Je considère tous les éléments concrets sur la scène (la parole fait partie de ces éléments concrets) comme les mots du poème théâtral.


En fait, entre un auteur comme je le suis devenu et un metteur en scène, c’est juste une question de développement du geste.


Si un metteur en scène a déjà écrit une dizaine de fois «sur une pièce» sans changer un seul mot de l’oeuvre (ce qui est selon moi déjà une façon de réécrire la pièce), il finira peut-être, tout naturellement, par avoir envie de réécrire la pièce plus encore, en allant même jusqu’à changer les mots de l’oeuvre, franchir ce mur du respect de l’oeuvre que je trouve suspect, parfois morbide. Je vois le travail du metteur en scène moderne comme un palimpseste. Réécrivant sur le manuscrit, le parchemin de l’auteur. Après avoir réécrit le sens à travers sa mise en scène sans en changer un mot, le metteur en scène commence un jour, et c’est normal, à avoir envie, comme moi je l’ai eu, de réécrire en grattant le manuscrit, en réécrivant par-dessus, ce qui est la définition exacte du palimpseste.

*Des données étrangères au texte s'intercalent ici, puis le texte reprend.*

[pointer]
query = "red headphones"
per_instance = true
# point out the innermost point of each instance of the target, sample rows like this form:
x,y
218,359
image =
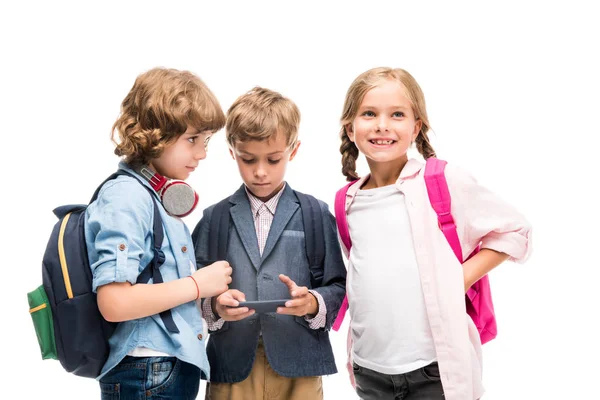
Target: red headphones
x,y
177,197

C’est ce processus proche de celui de la mise en scène moderne qui m’amène par exemple à ne pas monter Les Trois Soeurs de Tchekhov mais finalement à réécrire sur le parchemin des Trois Soeurs, comme dans ma pièce Au monde.

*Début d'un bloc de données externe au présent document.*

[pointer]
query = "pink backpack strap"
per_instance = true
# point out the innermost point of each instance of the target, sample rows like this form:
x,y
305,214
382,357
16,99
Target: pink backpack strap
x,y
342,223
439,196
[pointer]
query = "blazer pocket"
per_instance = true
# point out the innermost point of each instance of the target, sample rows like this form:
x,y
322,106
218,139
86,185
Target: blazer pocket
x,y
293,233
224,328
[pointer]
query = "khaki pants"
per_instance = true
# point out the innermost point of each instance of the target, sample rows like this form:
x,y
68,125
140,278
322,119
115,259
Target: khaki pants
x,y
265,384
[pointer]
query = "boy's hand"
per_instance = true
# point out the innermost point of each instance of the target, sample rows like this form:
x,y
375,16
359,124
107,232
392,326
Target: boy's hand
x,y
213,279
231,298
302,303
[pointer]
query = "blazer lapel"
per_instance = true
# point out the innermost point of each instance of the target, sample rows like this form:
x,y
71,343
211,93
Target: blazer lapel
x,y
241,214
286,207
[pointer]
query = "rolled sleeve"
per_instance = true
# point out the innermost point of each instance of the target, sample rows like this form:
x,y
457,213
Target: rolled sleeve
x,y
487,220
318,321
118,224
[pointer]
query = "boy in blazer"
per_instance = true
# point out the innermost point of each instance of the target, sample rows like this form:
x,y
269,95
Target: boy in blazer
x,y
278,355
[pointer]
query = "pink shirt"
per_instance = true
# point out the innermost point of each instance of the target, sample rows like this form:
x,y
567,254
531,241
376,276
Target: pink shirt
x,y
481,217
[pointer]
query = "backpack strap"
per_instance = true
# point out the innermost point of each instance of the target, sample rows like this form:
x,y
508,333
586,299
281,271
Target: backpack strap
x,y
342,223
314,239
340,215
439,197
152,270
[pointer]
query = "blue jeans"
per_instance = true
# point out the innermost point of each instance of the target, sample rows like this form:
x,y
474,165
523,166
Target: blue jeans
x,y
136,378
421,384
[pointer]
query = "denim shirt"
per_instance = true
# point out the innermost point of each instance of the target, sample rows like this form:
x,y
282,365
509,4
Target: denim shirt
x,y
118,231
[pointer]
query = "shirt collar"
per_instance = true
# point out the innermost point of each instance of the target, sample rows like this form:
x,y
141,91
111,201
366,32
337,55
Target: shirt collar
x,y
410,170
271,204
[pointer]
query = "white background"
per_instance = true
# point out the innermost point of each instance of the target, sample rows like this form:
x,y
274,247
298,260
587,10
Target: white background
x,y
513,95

Je suis un metteur en scène qui a poussé un peu plus loin le geste de la mise en scène. Ce processus était inévitable et je ne crois pas qu’il ne concerne que moi. Je pense qu’il va produire l’éclosion d’un grand nombre d’auteurs d’aujourd’hui, pleins de leur histoire de théâtre et concernés par leur présent.


C’est aussi une conception de l’écriture qui considère que nous sommes profondément liés aux autres, ceux qui nous ont précédés, qu’ils existent à travers nous. Nous ne créons pas à partir de rien, il n’y a pas de vide à l’intérieur de l’humain, il n’y a pas de vide à l’intérieur de la culture humaine.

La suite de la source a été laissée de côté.